Between Hazel Creek and Trace Creek you'll make three ridge climbs and descents, and cross two roads.  You'll pass through 80 year-old timber and 20 year-old clear-cuts.  Trace Creek makes a good resting place, and you'll find water if you need it (remember to treat it).

Lead, Tears and Retreat - the 1800's at Hazel Creek

The first settlers came to this area in the 1830's and established a town called Harmony, named after the Harmony Township of Washington County.  They came for the lead, and they found plenty of it.  Settlers poured in from Tennessee and Kentucky to work at the Webster Mines-- backbreaking  work, picking away in lead pits. 

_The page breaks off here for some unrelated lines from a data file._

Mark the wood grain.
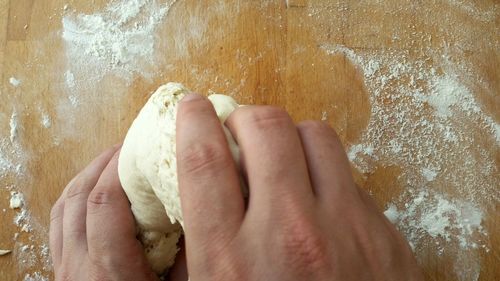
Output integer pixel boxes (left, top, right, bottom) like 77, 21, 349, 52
0, 0, 500, 280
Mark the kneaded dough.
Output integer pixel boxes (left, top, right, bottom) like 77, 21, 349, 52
118, 83, 239, 274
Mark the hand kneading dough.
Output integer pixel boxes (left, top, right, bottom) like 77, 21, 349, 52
118, 83, 239, 274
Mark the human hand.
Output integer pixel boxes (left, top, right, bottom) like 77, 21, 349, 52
177, 95, 423, 281
50, 146, 158, 281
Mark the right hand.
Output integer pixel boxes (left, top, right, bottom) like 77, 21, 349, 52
177, 95, 423, 281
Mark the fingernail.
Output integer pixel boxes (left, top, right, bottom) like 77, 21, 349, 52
181, 94, 203, 102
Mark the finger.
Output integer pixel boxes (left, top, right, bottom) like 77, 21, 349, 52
226, 106, 313, 210
297, 121, 357, 201
62, 146, 118, 256
49, 197, 64, 272
177, 94, 244, 247
167, 238, 189, 281
86, 151, 143, 266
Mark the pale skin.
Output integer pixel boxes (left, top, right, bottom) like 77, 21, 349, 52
50, 94, 423, 281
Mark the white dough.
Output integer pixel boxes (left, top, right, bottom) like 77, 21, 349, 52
118, 83, 239, 274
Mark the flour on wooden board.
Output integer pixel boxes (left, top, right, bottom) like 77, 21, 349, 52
320, 40, 500, 280
9, 77, 21, 87
62, 0, 176, 83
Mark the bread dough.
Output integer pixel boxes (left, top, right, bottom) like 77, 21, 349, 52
118, 83, 239, 274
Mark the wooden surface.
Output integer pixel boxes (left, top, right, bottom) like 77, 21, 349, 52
0, 0, 500, 280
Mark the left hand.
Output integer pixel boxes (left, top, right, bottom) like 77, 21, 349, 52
50, 145, 164, 281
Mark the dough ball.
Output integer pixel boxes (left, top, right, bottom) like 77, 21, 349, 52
118, 83, 239, 274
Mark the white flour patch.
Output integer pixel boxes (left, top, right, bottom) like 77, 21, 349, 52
23, 271, 49, 281
40, 113, 52, 129
9, 109, 18, 142
62, 0, 175, 83
9, 77, 21, 87
64, 70, 76, 89
9, 191, 24, 209
320, 40, 500, 280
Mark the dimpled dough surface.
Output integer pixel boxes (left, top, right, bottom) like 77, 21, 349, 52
118, 83, 238, 274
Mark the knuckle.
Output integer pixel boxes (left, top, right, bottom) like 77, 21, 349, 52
177, 98, 213, 117
281, 215, 329, 272
50, 200, 64, 221
178, 142, 232, 175
243, 106, 292, 129
297, 120, 338, 139
66, 176, 93, 201
87, 190, 112, 212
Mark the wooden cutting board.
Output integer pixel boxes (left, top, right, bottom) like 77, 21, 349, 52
0, 0, 500, 280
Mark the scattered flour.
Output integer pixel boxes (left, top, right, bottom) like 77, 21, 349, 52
9, 191, 24, 209
64, 70, 76, 89
0, 250, 12, 256
9, 109, 18, 142
384, 190, 487, 249
41, 113, 52, 128
320, 38, 500, 280
9, 77, 21, 87
62, 0, 176, 82
23, 271, 49, 281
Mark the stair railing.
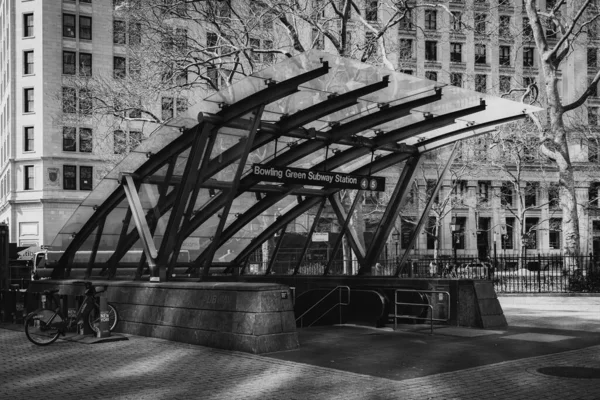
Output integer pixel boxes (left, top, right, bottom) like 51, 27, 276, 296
296, 286, 350, 328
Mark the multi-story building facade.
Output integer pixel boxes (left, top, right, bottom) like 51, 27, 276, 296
0, 0, 600, 260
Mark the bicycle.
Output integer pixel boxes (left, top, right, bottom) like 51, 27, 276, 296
24, 282, 119, 346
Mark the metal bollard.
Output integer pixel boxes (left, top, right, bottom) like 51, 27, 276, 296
96, 294, 110, 338
2, 290, 17, 322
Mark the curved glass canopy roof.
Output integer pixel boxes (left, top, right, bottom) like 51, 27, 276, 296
49, 51, 539, 279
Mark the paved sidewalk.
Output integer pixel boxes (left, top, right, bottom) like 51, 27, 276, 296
0, 300, 600, 400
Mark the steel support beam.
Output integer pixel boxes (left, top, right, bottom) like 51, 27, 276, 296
358, 155, 421, 275
234, 197, 322, 262
157, 122, 215, 281
167, 128, 217, 276
84, 218, 106, 279
323, 190, 364, 275
217, 61, 329, 122
265, 225, 287, 276
122, 174, 158, 276
203, 104, 265, 276
294, 198, 326, 275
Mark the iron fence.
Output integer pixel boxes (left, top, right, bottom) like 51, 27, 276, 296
372, 254, 600, 293
245, 254, 600, 293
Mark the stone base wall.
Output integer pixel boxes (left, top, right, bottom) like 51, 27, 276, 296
29, 280, 299, 354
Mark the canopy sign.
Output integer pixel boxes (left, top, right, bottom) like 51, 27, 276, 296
252, 164, 385, 192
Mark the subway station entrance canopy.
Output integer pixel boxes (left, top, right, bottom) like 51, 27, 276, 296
50, 51, 539, 280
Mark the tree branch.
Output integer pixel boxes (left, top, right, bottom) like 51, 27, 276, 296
563, 70, 600, 112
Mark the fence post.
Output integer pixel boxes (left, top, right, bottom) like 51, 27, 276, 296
538, 253, 542, 293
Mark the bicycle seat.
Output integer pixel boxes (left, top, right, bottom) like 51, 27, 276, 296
94, 286, 106, 294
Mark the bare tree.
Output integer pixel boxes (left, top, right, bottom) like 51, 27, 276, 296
524, 0, 600, 255
486, 121, 560, 256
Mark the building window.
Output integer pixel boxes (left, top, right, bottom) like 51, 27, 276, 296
63, 87, 77, 114
206, 67, 220, 89
546, 21, 558, 39
63, 126, 77, 151
425, 10, 437, 30
365, 0, 379, 21
500, 46, 510, 67
79, 53, 92, 76
549, 218, 562, 249
113, 57, 127, 79
129, 22, 142, 45
450, 43, 462, 62
475, 14, 487, 35
525, 218, 539, 249
23, 50, 33, 75
400, 216, 416, 249
79, 166, 94, 190
588, 79, 598, 97
161, 97, 173, 121
477, 181, 492, 202
425, 217, 437, 250
588, 106, 598, 126
475, 44, 486, 64
398, 9, 414, 31
314, 29, 325, 50
113, 21, 127, 44
425, 71, 437, 82
79, 89, 93, 115
502, 217, 515, 250
425, 40, 437, 61
587, 47, 598, 68
63, 14, 75, 38
63, 165, 77, 190
400, 39, 413, 60
129, 131, 144, 149
523, 17, 533, 40
129, 59, 139, 79
23, 126, 34, 151
588, 182, 600, 208
500, 75, 510, 93
23, 165, 35, 190
23, 14, 33, 37
450, 72, 462, 87
63, 51, 75, 75
79, 17, 92, 40
525, 182, 538, 207
453, 217, 467, 250
113, 129, 127, 154
451, 11, 462, 31
523, 47, 533, 67
79, 128, 93, 153
23, 88, 34, 112
498, 15, 510, 38
588, 139, 600, 163
548, 183, 560, 210
500, 182, 513, 207
523, 76, 536, 87
475, 74, 487, 93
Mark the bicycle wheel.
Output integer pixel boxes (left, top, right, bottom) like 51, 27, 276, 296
25, 310, 62, 346
88, 303, 119, 333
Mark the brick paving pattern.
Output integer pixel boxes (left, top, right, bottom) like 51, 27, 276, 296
0, 329, 600, 400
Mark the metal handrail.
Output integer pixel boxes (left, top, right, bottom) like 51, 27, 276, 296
394, 289, 450, 334
296, 286, 350, 328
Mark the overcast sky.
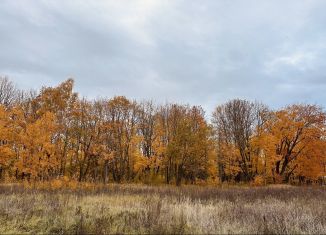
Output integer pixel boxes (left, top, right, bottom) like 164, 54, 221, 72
0, 0, 326, 112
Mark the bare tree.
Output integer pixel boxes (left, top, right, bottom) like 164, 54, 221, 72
0, 77, 18, 107
212, 99, 266, 181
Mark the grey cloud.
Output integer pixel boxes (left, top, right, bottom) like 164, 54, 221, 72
0, 0, 326, 112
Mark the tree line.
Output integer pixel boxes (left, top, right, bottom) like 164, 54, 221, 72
0, 78, 326, 185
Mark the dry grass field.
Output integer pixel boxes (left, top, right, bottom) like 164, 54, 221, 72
0, 185, 326, 234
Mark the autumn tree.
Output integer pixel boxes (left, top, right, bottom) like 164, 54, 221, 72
262, 105, 326, 182
212, 99, 267, 181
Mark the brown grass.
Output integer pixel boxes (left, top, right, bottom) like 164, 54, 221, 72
0, 185, 326, 234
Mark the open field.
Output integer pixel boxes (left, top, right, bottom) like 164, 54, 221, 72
0, 185, 326, 234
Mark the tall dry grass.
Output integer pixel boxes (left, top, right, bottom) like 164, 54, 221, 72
0, 185, 326, 234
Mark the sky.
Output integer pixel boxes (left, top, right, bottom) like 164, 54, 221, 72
0, 0, 326, 113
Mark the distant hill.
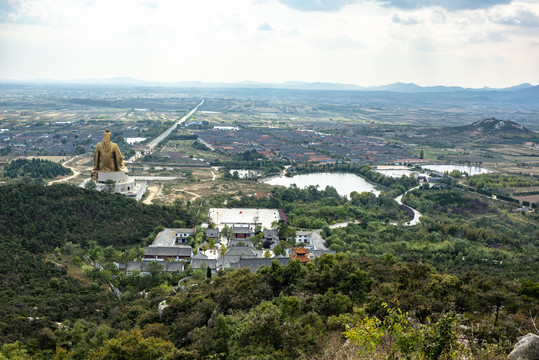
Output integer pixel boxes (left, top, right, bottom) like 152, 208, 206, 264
0, 77, 539, 93
456, 117, 533, 135
437, 117, 536, 140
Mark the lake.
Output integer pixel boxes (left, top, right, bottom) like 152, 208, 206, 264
230, 169, 260, 179
264, 173, 380, 196
374, 169, 417, 179
125, 138, 146, 145
421, 165, 493, 175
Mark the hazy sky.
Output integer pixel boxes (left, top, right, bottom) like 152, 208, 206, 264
0, 0, 539, 87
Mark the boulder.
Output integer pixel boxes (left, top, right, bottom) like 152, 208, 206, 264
508, 334, 539, 360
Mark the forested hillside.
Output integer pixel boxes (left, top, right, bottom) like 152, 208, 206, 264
0, 184, 539, 360
4, 159, 72, 179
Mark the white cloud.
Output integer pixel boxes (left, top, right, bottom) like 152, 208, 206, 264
0, 0, 539, 86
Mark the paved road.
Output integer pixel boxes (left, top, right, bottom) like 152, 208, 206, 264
395, 186, 421, 226
311, 230, 328, 250
148, 99, 204, 150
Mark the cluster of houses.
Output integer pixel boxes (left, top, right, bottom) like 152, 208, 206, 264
125, 224, 335, 274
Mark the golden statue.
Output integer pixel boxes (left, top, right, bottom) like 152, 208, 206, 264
92, 129, 128, 180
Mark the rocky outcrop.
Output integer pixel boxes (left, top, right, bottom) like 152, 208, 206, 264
508, 334, 539, 360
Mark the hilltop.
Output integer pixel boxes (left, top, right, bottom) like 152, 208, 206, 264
455, 117, 533, 137
436, 117, 536, 141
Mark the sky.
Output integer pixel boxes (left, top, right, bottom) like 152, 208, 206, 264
0, 0, 539, 88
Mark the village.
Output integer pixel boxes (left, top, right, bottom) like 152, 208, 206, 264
122, 208, 335, 275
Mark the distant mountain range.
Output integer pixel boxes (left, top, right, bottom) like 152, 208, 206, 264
0, 77, 539, 93
436, 117, 535, 141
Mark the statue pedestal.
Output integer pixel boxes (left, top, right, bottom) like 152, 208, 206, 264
97, 171, 129, 183
88, 171, 148, 201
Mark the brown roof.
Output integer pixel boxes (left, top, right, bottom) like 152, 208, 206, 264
290, 254, 311, 263
294, 246, 307, 255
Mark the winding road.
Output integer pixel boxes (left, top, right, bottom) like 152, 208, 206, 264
395, 185, 421, 226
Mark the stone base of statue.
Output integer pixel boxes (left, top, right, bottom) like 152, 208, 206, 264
80, 171, 148, 201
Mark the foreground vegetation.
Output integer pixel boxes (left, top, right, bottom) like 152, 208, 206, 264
0, 183, 539, 359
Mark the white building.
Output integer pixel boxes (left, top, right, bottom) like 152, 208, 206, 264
80, 171, 148, 201
209, 208, 284, 231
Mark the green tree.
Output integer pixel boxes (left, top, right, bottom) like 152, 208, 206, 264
88, 330, 177, 360
146, 261, 163, 278
104, 179, 116, 194
84, 180, 96, 190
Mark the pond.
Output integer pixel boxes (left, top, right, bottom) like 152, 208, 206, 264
375, 169, 417, 179
230, 169, 261, 179
125, 138, 146, 145
264, 173, 380, 196
421, 165, 493, 175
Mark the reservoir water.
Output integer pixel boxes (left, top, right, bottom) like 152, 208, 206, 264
264, 173, 380, 196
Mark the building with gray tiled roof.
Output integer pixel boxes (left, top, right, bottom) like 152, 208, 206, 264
233, 256, 290, 272
125, 260, 184, 275
142, 245, 193, 261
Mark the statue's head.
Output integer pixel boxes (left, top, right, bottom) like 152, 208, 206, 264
101, 129, 112, 151
103, 129, 112, 141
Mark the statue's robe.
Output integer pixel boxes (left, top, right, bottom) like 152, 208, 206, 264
92, 142, 127, 173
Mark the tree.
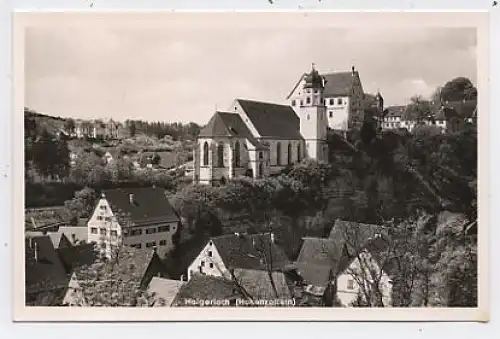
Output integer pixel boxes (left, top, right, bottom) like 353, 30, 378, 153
441, 77, 477, 102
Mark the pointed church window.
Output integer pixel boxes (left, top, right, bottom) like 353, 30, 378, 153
217, 142, 224, 167
276, 142, 281, 165
287, 142, 293, 165
203, 141, 208, 166
234, 140, 240, 167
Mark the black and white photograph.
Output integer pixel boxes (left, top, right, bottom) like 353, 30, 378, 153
13, 13, 488, 320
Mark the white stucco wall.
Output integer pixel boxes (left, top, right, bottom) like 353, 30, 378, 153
187, 241, 229, 281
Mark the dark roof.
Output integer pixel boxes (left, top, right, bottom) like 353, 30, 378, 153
237, 99, 302, 140
211, 233, 290, 271
172, 274, 242, 307
198, 112, 265, 148
329, 219, 386, 254
323, 71, 359, 97
103, 187, 180, 227
57, 244, 97, 274
384, 106, 406, 117
233, 269, 292, 300
434, 100, 477, 120
293, 238, 342, 286
25, 235, 69, 306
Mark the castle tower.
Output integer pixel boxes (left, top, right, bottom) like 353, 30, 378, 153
299, 64, 328, 161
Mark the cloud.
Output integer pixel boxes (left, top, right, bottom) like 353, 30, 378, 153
25, 19, 477, 124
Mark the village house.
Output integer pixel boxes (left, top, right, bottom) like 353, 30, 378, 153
289, 220, 392, 307
87, 187, 180, 258
193, 67, 328, 184
187, 233, 289, 281
287, 66, 364, 132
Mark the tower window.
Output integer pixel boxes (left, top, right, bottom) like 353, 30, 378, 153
276, 142, 281, 165
203, 141, 208, 166
217, 142, 224, 167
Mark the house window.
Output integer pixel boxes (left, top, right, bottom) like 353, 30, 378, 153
234, 141, 240, 167
276, 142, 281, 165
217, 142, 224, 168
203, 141, 208, 166
130, 229, 142, 235
158, 226, 170, 232
288, 142, 292, 165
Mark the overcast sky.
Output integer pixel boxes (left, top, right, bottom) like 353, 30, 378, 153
25, 18, 477, 124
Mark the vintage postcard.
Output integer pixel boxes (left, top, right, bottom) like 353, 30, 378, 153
12, 12, 489, 321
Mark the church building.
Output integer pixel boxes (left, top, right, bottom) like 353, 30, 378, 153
193, 66, 328, 184
287, 66, 365, 133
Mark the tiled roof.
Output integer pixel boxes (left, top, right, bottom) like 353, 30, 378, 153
25, 235, 69, 306
323, 71, 359, 97
57, 244, 97, 274
237, 99, 302, 140
103, 187, 180, 227
172, 274, 242, 307
233, 269, 292, 300
57, 227, 88, 245
211, 233, 290, 271
385, 106, 406, 117
198, 112, 265, 148
148, 277, 186, 306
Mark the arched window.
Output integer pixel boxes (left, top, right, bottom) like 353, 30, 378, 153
203, 141, 208, 166
217, 142, 224, 167
287, 142, 293, 165
234, 141, 240, 167
276, 142, 281, 165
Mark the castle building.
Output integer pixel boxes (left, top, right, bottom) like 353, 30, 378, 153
287, 66, 364, 133
193, 66, 328, 184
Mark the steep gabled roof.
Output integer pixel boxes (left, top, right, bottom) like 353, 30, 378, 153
25, 235, 69, 306
237, 99, 302, 140
103, 187, 180, 227
233, 269, 292, 300
211, 233, 290, 271
198, 112, 265, 148
323, 71, 359, 97
148, 277, 186, 307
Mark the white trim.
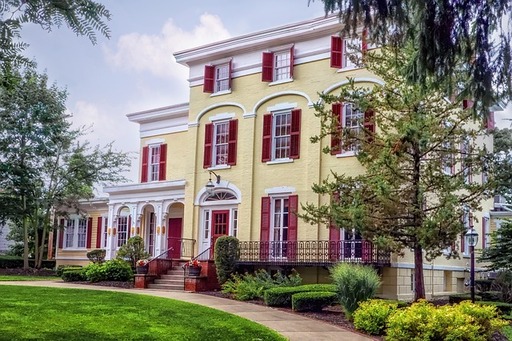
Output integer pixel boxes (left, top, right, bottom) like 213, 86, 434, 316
266, 158, 294, 165
267, 102, 297, 112
208, 113, 235, 122
265, 186, 296, 196
144, 138, 165, 146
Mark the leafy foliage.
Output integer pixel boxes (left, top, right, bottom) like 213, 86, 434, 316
329, 263, 380, 318
222, 269, 302, 301
117, 236, 149, 269
300, 48, 494, 298
386, 300, 507, 341
354, 299, 398, 335
310, 0, 512, 115
215, 236, 239, 285
292, 291, 338, 311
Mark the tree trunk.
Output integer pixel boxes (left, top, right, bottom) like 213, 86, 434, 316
414, 246, 425, 301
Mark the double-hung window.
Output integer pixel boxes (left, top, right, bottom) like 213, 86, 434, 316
262, 109, 301, 162
64, 218, 91, 249
203, 119, 238, 168
141, 143, 167, 182
261, 46, 293, 82
203, 61, 231, 93
331, 103, 375, 155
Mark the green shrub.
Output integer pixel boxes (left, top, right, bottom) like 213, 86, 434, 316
222, 270, 302, 301
330, 263, 380, 319
87, 249, 107, 263
61, 269, 87, 282
292, 291, 338, 311
57, 265, 82, 277
448, 293, 482, 304
386, 300, 506, 341
215, 236, 239, 284
84, 259, 133, 282
116, 236, 149, 269
354, 299, 398, 335
475, 301, 512, 315
264, 284, 336, 307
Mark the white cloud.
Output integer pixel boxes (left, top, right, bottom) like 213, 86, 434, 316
104, 13, 230, 80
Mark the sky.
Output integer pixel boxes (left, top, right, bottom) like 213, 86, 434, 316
22, 0, 512, 182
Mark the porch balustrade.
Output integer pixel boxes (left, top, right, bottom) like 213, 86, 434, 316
238, 240, 391, 266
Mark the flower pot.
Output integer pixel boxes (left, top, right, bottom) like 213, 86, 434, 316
188, 266, 201, 276
136, 265, 149, 275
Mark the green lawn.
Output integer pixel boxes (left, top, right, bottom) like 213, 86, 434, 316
0, 275, 58, 282
0, 285, 285, 341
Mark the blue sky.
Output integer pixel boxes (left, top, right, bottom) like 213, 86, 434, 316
22, 0, 512, 181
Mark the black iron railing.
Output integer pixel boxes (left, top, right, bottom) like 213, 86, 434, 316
239, 240, 391, 266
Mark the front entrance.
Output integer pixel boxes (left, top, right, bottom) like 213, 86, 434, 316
210, 210, 229, 258
167, 218, 183, 259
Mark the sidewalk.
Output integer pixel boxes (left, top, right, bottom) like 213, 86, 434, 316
0, 281, 372, 341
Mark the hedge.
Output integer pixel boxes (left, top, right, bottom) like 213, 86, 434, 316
0, 256, 55, 269
264, 284, 336, 307
292, 291, 337, 311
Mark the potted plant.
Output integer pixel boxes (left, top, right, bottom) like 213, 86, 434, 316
136, 259, 149, 275
187, 259, 202, 276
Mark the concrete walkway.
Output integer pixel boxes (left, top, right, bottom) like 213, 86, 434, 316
0, 281, 372, 341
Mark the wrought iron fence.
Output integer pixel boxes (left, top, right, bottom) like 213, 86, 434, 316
239, 240, 390, 266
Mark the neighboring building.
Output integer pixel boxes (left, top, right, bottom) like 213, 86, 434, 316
57, 16, 492, 299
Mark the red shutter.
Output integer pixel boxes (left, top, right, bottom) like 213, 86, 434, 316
203, 65, 215, 93
140, 146, 149, 182
260, 197, 270, 260
484, 111, 495, 130
331, 103, 343, 155
96, 217, 103, 249
261, 52, 274, 82
290, 46, 295, 78
363, 109, 375, 143
261, 114, 272, 162
158, 143, 167, 181
59, 219, 64, 249
85, 218, 92, 249
361, 28, 368, 55
331, 37, 343, 69
203, 123, 213, 168
290, 109, 301, 159
228, 60, 233, 90
228, 120, 238, 166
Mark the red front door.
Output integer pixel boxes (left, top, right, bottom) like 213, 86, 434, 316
167, 218, 183, 259
210, 210, 229, 258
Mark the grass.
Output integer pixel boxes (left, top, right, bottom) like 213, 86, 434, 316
0, 285, 285, 341
0, 275, 61, 282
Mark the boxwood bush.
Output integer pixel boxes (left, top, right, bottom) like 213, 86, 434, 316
292, 291, 337, 311
264, 284, 336, 307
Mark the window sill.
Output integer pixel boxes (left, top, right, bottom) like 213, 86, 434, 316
267, 158, 294, 165
210, 89, 231, 97
268, 78, 293, 86
206, 165, 231, 170
336, 151, 356, 158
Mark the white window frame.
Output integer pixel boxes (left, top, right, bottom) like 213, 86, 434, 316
148, 144, 161, 181
272, 49, 292, 82
271, 110, 292, 161
213, 63, 230, 93
212, 121, 229, 167
64, 217, 88, 250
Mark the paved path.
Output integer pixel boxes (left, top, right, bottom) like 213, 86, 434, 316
0, 281, 372, 341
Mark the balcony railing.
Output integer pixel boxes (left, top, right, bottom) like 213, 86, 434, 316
239, 240, 390, 266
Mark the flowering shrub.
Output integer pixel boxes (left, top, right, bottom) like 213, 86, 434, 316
136, 259, 149, 266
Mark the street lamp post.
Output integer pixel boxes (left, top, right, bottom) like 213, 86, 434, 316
466, 227, 478, 303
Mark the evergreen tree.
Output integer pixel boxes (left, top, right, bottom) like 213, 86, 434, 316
301, 48, 493, 299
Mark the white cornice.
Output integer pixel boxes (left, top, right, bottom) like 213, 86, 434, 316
126, 103, 189, 124
103, 180, 186, 196
174, 15, 340, 66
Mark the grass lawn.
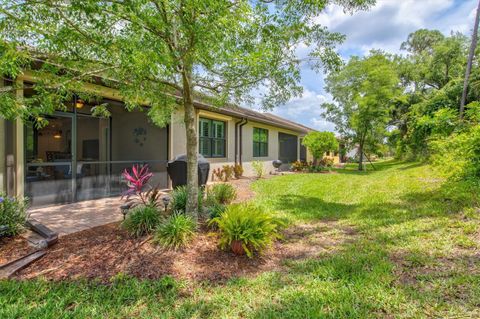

Not long after the town was settled, its residents witnessed the sobering sight of the forced relocation of the Cherokee.  In a trek known as the "Trail of Tears," the Cherokee Nation was marched from Georgia to Oklahoma along several routes, two of which passed through the town of Harmony.  It wasn't the only retreat the residents witnessed-- in 1864, Union troops led by General Ewing passed through the area (then known as Webster) during a a 31-hour, 59-mile retreat from Fort Davidson to Leasburg.

In 1875 the Palmer Lead Company took over mining operations, and the area has been known as Palmer ever since.  Although the lead is gone, you can still see the remains of the Palmer lead furnace towards the rear of the Hazel Creek trailhead parking lot!